Maya is sixteen. She is studying for her AS Levels. She is a much more social person than Lochan. She has friends, she lets people into her life and she is a very strong person. Part of the reason this story works is because Maya is very self-aware and very conscious of her decisions.
Lochan and Maya are brother and sister. Their life is not an easy one. Their father left them years ago. Their mother is a drunk who has decided to abdandon them for all intents and purposes. She is reliving her youth through her relationship with Dave and leaves Lochan and Maya to look after everything. They have three other siblings. Kit, 13, is struggling to cope with Lochan's role as the repsonsible adult. He resents his brother being head of the household. Tiffin, 8, who just wants to play football with his mates. And, Willa, 5, who is tries her best to do everything she is told.
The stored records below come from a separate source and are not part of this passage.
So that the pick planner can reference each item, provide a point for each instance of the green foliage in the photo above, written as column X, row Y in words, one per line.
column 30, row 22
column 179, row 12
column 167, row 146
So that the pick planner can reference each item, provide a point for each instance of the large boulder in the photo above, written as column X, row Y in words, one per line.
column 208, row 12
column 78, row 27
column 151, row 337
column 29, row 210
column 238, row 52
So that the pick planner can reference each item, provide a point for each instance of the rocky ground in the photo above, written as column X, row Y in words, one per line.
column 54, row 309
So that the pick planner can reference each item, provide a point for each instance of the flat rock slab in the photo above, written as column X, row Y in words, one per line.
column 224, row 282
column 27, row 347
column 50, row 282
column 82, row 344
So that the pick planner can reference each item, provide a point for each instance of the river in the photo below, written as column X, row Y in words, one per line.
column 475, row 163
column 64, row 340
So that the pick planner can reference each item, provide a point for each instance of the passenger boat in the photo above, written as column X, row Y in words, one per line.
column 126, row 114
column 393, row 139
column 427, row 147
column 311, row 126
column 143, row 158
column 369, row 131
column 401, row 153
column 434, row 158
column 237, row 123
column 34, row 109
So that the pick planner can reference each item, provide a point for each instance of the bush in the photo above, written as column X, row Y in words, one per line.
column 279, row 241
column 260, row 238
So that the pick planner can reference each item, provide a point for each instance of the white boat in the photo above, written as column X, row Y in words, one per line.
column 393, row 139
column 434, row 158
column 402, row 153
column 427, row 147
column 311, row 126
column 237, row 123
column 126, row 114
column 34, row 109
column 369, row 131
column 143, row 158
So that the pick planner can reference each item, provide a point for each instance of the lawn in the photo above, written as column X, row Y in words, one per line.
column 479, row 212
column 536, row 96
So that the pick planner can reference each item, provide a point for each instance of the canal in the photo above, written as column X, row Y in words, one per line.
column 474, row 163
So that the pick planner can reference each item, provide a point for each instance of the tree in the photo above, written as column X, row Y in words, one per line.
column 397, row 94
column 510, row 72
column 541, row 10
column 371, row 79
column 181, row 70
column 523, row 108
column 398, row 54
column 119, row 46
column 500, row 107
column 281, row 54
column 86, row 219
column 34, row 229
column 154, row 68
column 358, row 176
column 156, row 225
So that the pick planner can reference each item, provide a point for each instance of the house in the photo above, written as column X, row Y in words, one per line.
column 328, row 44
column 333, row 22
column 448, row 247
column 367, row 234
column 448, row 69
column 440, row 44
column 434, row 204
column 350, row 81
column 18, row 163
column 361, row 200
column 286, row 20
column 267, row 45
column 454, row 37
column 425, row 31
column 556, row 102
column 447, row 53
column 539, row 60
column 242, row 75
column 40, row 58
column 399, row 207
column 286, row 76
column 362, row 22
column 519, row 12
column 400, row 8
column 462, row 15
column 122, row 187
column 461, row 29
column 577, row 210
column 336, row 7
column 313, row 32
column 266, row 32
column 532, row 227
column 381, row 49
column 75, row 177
Lochan and Maya together share the responsibility of caring for their younger siblings. They do the cooking, the washing, the bedtime stories, the housework, the food shopping. The list just goes on and on. Whilst trying to manage all of that, they are studying for their exams. I felt deeply for both of them. The author drags you right into their psyches so that you can see how much their sanity depends upon the support of the other.
But then one day their relationship develops. They have never really felt the same way towards each other as they do to their siblings, but then a physical closeness between them ignites a sexual response. They both know that an incestous relationship is illegal, taboo, sick, disgusting etc etc. This is actually what they say in the novel but they cannot switch off their physical, mental and emotional reponses to one another.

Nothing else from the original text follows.